Forecasts that it will be next year before a balance between job gains and losses will be achieved are quite realistic. The economic upturn must first gain strength so that companies will no longer be able to handle new business with only the remaining staff to work the longer hours. Additional jobs will be created, especially when companies begin investing again. For that to happen, loans must be available.

Demands for an additional multi-billion dollar recovery plan, as proposed by union members, are nevertheless misguided. The majority of the current $787 billion package has not yet been distributed. Moreover, this needs to be a time during which the federal budget deficit has not reached dizzying heights and the national debt ceases to climb, so that further steps are not taken into the debt quagmire. Efforts by the Federal Reserve and the Treasury to resolve the obstructions to the credit flow are necessary and correct. The more money the government borrows from the capital markets, the less capital is available for private investment.

No Reason for Pessimism

This Labor Day, however, there is no reason for pessimism. Recovery without an increase in employment is nothing to fear this time. In the foreseeable future, fewer people in the auto and banking industries will find employment than before the crisis; in other industries, however, the demand for qualified and properly paid staff will increase, be it in development and the use of modern techniques for energy, or in health care.

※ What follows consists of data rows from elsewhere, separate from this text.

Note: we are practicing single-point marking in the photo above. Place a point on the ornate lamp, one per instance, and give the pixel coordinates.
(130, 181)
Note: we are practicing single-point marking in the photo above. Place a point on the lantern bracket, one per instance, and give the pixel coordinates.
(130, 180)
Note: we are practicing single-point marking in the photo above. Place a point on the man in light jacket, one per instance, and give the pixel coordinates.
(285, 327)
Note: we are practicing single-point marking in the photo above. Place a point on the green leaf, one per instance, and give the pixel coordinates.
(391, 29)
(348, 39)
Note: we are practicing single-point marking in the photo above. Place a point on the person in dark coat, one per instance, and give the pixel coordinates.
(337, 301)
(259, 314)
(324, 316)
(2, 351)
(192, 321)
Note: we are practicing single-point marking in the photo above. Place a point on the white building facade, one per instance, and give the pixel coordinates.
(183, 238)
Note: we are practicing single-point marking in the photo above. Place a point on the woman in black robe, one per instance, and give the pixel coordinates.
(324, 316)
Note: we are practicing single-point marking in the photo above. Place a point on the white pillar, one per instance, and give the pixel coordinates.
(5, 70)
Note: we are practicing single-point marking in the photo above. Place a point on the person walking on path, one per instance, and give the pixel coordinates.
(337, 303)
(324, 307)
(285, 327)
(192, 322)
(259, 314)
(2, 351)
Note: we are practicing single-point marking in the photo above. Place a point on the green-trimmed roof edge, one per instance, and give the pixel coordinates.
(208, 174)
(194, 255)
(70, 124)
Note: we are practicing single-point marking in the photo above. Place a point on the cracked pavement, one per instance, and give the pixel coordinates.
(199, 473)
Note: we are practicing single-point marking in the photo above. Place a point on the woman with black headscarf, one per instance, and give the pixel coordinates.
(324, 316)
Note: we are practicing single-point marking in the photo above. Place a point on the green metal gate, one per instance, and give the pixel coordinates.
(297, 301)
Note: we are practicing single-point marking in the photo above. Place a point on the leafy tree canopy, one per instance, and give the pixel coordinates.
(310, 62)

In the event that President Barack Obama succeeds in advancing climate change and enacts a budget-neutral health care reform, additional economic stimulation is expected.

America’s workers do not need another short-lived economic stimulus package. Shifts in the budget to benefit educational investment and the promotion of equal opportunity will help them more. More than enough empirical evidence exists in America to support the strong correlation between educational achievement and income level.